Il restait là une petite heure, scrutant les lieux, les autres clients et le boulevard à travers la devanture, avec le regard acéré d'un oiseau de proie. Puis il repartait péniblement vers le métro. Il habitait très loin, dans un gourbi d'une banlieue excentrée, dernier refuge de sa vieillesse et de sa maigre pension.
Les Tamouls que j'interrogeais à propos de ce personnage me racontèrent qu'il habitait jadis dans un appartement en face du café, sur le boulevard Saint-Martin, au dessus du magasin de farces et attrapes qui existe toujours sous l'enseigne "Le clown de la République", appellation qui conviendrait à bon nombre de nos politiciens.
Le vieux bonhomme n'était guère sympathique. J'avais à quelques reprises engagé la conversation avec lui. Il était distant et peu disert. Il m'avait néanmoins raconté la libération de Paris en août 1944. Il avait vécu cela, ici, dans le quartier de la place de la République. Cet endroit fut l'un des derniers bastions allemands. Les SS, réfugiés dans ce qui est désormais une caserne de la garde républicaine, canardaient copieusement le voisinage avec des mitrailleuses nichées sur les toits du bâtiment.
Il suffit aujourd'hui de serpenter les environs pour voir, à chaque coin de rue, une plaque à la mémoire d'un Parisien abattu alors que De Gaulle paradait déjà sur les Champs-Élysées. Les SS, cernés, finirent par battre en retraite vers l'Allemagne en empruntant le boulevard de Magenta, ce qui est la bonne direction. Le vieil homme du "Bon café" me raconta ces épisodes.
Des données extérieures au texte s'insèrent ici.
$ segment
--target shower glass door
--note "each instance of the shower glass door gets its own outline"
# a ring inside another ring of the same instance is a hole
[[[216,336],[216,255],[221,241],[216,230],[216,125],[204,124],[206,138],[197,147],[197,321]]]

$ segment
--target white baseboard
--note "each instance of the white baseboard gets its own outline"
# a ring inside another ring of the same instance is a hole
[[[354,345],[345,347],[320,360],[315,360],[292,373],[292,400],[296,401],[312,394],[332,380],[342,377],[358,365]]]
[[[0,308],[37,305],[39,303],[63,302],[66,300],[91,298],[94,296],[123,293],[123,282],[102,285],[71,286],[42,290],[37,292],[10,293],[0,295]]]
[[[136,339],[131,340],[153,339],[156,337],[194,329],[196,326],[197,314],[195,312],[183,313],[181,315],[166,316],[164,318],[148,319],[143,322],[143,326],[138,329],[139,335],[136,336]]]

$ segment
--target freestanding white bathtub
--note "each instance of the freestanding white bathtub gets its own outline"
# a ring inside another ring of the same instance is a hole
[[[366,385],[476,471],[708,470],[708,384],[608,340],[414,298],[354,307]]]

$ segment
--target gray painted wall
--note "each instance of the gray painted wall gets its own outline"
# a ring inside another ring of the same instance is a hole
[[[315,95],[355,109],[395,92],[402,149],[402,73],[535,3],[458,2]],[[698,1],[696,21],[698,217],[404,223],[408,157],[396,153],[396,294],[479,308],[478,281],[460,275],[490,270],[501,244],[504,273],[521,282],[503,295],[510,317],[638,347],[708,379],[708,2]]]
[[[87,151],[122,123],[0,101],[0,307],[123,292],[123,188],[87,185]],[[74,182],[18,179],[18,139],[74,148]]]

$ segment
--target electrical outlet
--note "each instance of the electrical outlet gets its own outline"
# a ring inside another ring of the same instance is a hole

Mais il ne dit jamais un mot sur son attachement à ce bistrot qui faisait face à son ancien domicile, attachement qui le poussait chaque jour à s'extirper péniblement de son inaccessible banlieue pour boire un café et repartir. Il a fallu que j'interroge les Tamouls pour en savoir davantage.
L'histoire est sentimentale, à la manière d'une chanson réaliste de Piaf. Après la guerre, dans la force de l'âge, le vieillard avait rencontré la femme de sa vie dans ce débit de boisson pas encore tamoulisé. Ils se marièrent et n'eurent aucun enfant. Ils vécurent longtemps sur le boulevard Saint-Martin, en voyant de leurs fenêtres le café où ils s'étaient découverts, frappé par le coup de foudre. Mais le couple, chassé par la cherté des loyers parisiens, fut contraint un jour de quitter ce lieu familier pour s'installer à regret dans une obscure périphérie.
L'épouse mourut. Le veuf inconsolable commença à venir chaque jour dans l'estaminet où il avait connu sa dulcinée, en face de l'ancien nid conjugal. Il fit le pèlerinage quotidien (sauf dimanche et fêtes) pendant plus de deux décennies.
Il y a quelques jours, je suis venu boire à mon tour un café chez les Tamouls. J'ai demandé des nouvelles du vieil homme à la casquette de velours. Ils ne l'ont plus revu depuis presque deux ans. Il est peut-être mort ou, pire encore, il n'a plus la force d'accomplir le rituel quotidien du "Bon café", ultime balise d'un bonheur évanoui.